A spokesman for Winn, one of the state’s largest manufacturers and owners of subsidized housing, said earlier this month that Winn no longer uses the software. He also dismissed claims in a class-action lawsuit filed by a group of tenants against RealPage and companies that allegedly used the software.
“It’s important to remember that … 90 percent of the apartments WinnResidential manages are income- or rent-restricted, meaning rents are set based on household income and thresholds set annually by the government.”
RealPage has defended its software as legal, and all apartment owners named in lawsuits over the software have disputed the allegations of price inflation. In a statement on its website, RealPage called the DOJ and class action lawsuits false, saying its customers are free to set their own rents and that its software does not inflate rents.

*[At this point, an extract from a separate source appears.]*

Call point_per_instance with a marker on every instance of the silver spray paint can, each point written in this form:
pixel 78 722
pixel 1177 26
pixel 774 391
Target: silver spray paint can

Warren and other lawmakers have been scrutinizing RealPage since the publication of a 2022 ProPublica investigation that exposed the software’s use. They have said the algorithm has been used to set prices for more than 4 million units nationwide and relies on information from more than 13 million units. By aggregating price information from competing landlords, the algorithm determines the maximum rents the market can tolerate, and ProPublica reported that RealPage executives have bragged that the software has caused double-digit price increases in some rental markets.

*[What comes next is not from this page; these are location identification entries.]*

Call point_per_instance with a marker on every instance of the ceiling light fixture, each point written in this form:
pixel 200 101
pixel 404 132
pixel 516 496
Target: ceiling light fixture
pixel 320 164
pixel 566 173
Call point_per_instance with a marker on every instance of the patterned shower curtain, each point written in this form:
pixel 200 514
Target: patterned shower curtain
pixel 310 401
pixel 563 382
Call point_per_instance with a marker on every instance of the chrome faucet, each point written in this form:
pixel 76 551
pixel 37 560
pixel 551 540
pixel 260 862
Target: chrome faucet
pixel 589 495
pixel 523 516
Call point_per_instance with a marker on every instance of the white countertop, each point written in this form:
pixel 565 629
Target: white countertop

“RealPage’s software maximizes price increases, minimizes price decreases, and maximizes landlords’ pricing power,” the Justice Department said in a press release earlier this month.
Warren, who has long criticized commercial landlords for harming ordinary tenants, said Wednesday that tackling tactics that drive up rents is essential to solving the broader housing crisis.
“In the housing crisis, people are being hit in every way,” Warren said. “There’s not enough supply. Private equity is buying up properties left and right. And the corporate landlords are plundering tenants. All of these problems are compounding each other and leaving families in Massachusetts on the losing end.”